Sex with Strangers
Time Out says
Emilia Fox and Theo James star in a bland US romcom
The oo-er missus title is about as exciting as it gets in ‘Sex with Strangers’, a British premiere of a contemporary play by the prolific American playwright and ‘House of Cards’ writer Laura Eason, whose work hasn’t been staged before in the UK. Eason applies Twitter-age dilemmas to a sped-up love affair between two writers: Olivia (Emilia Fox) and Ethan (Theo James). She’s a literary professor in her late thirties, loves the smell of books and has one highly-regarded, little-read book behind her; he’s younger, brasher, has a best-selling ‘internet memoir’ and blog called ‘Sex with Strangers’ to his name (guess what it’s about) and has heart palpitations when he can’t get wifi.
Eason’s play thrusts these two strangers together in a snowy Michigan cabin, a writers’ retreat where they immediately start sizing each other up, physically, intellectually, emotionally. It’s like the car trip in ‘When Harry Met Sally’, only the sex starts almost immediately. Eason invites us into a bubble only to ask us to watch it slowly burst: the second act takes place in Olivia’s New York apartment and by now their initial identities – real and imagined – have started to blur as they find out more about each other and how they’re perceived by the wider world through their work and their public, especially digital, profiles.
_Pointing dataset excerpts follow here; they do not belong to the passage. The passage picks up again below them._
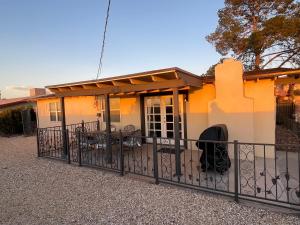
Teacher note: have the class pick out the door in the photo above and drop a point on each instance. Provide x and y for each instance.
(159, 118)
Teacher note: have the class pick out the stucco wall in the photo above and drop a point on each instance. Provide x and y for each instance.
(84, 108)
(262, 92)
(44, 114)
(247, 108)
(197, 110)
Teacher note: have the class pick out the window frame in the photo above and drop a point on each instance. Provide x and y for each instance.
(112, 109)
(56, 111)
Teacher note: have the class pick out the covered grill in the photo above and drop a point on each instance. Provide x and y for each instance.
(215, 155)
The high-profile casting suggests sex and star appeal, and there’s a likeable energy and spark between James and Fox, but the play itself isn’t up-to-scratch. It’s fitfully amusing and insightful, but mostly it’s meandering, limp and lacking in bite and strong ideas. Getting the social-media age right in drama is about as hard as making a coherent argument in less than 140 characters: it’s too easy to look out of date, out of touch, out of time, and that’s the problem here: you feel that Eason is only partially interested in the digital angle, and yet it’s central to her play. It feels like paying lip-service to modernity. It doesn’t help that Peter Dubois’s production too often feels like a middle-of-the-road big-screen rom-com, from the literal design and smooth-core sex scenes to the infuriating drive-time music that plays during steamy scene changes and fades to black. The most exciting thing about this play is imagining potential punters googling 'sex with strangers Hampstead'. Racy name, sleepy play.